«Sono tutte balle, balle spaziali. I miei conti correnti testimoniano che quanto ho speso in questi anni me lo sono sempre pagato io». Come previsto, la chiusura dell'indagine sui fondi pubblici erogati alla fondazione Maugeri e al San Raffaele ha portato nuovi grattacapi al governatore Roberto Formigoni. Migliaia e migliaia di pagine in cui i magistrati raccolgono le accuse contro il presidente della Regione, e che finiscono sui giornali. Si parla di regali da Pierangelo Daccò e Antonio Simone, di pranzi e cene pagate, di albeghi di lusso e viaggi nei paradisi tropicali fatti dal «Celeste» a spese dei due faccendieri, di denaro contante consegnato da Formigoni al capo area della banca di Sondrio per importi compresi tra i 5mila e i 20mila euro. E poi, altri 600mila euro che Umberto Maugeri - l'ex presidente dell'omonima fondazione - gli avrebbe versato come finanziamento elettorale e che - stando al verbale dello stesso Maugeri - «sarebbero stati conteggiati in un conguaglio complessivo». Ma Formigoni non ci sta.
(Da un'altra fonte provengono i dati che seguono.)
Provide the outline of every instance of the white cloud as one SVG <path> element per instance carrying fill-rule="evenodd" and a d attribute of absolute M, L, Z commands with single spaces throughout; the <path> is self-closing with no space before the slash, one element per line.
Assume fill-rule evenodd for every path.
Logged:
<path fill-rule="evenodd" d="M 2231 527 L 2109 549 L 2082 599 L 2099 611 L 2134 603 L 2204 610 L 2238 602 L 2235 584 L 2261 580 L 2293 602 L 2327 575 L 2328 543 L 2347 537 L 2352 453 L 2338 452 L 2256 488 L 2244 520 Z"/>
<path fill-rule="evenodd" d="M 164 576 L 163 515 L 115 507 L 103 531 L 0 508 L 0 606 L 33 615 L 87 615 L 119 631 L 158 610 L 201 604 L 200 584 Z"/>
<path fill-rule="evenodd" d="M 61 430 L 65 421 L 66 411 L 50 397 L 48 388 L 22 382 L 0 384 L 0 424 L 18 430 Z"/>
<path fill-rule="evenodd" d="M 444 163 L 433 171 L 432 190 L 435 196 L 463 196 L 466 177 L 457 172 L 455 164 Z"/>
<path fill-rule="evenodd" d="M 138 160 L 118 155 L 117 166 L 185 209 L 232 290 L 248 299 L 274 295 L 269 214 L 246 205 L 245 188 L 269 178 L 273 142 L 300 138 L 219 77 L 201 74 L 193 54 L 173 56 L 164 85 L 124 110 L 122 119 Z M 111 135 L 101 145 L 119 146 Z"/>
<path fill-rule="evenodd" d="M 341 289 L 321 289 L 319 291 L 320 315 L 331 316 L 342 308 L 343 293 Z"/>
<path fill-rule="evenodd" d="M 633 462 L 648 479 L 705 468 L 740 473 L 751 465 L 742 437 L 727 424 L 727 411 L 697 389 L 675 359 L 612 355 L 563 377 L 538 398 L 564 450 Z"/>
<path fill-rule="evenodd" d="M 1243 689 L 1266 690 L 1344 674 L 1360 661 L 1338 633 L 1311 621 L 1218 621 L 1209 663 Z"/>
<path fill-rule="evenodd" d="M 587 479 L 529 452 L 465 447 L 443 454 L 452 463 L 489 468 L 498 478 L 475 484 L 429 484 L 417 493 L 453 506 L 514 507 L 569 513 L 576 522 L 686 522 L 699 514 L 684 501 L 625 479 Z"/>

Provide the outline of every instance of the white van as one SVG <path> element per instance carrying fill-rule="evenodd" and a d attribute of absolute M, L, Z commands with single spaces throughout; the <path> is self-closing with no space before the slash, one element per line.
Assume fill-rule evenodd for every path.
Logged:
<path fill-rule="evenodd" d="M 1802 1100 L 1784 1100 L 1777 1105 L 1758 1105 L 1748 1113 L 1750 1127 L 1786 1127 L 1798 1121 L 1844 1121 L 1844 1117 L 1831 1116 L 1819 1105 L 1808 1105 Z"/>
«Non ho mai ricevuto né 270mila euro in contanti né i 600mila». «Quando vado al ristorante o quando faccio un acquisto - ha spiegato ieri il governatore - sono io a pagare, se un altro mi invita accetto volentieri. Confermo sinteticamente che nulla di ciò che è stato pubblicato corrisponde a verità». Quindi, l'affondo. «Soprattutto - ha continuato Formigoni - si continua a non parlare di ciò che le carte depositate dalla Procura documentano inoppugnabilmente: non c'è stata alcuna corruzione, non c'è stato un solo euro di denaro pubblico sperperato. Le altre sono balle che certi pm e i giornali fiancheggiatori utilizzano per danneggiare me e il Pdl e per favorire spudoratamente la sinistra».
Il governatore, ora, si trova costretto a fare i conti con uno stillicidio quotidiano di notizie e accuse pescate dalla miriade di atti depositati dalla Procura. Come l'«allarme» che srebbe scattato nell'entourage di Formigoni al'indomani dei primi arresti per la vicenda Maugeri. Nelle carte, infatti, si parla di una donna, probabilmente un'amica di Formigoni, che dopo avere avuto «informazioni riservate» sul fatto che il faccendiere Pierangelo Daccò «stava parlando» avrebbe incontrato, il 16 aprile 2012, il presidente della Regione. Daccò era già in carcere dal novembre 2011 per il caso San Raffaele, quando ad aprile gli venne notificata un'altra ordinanza di custodia per l'inchiesta Maugeri. Tre giorni dopo, la mattina del 16 aprile scorso - come si legge in un'annotazione di polizia giudiziaria contenuta nelle oltre 122 mila pagine di atti - gli investigatori intercettarono una telefonata tra Mauro Villa, segretario particolare di Formigoni e Lucia Vicario. Quest'ultima chiamava Villa per manifestargli «l'urgenza di incontrarsi col presidente» per «fornirgli informazioni riservate». Appresa - scrivono gli investigatori - «l'impossibilità di un incontro imminente la Vicario accennava il contenuto dell'informazione spiegando di averla avuta dal solito contatto, secondo il quale PD (presumibilmente Piero Daccò) stava parlando e di voler dare al più presto i dettagli al presidente in persona».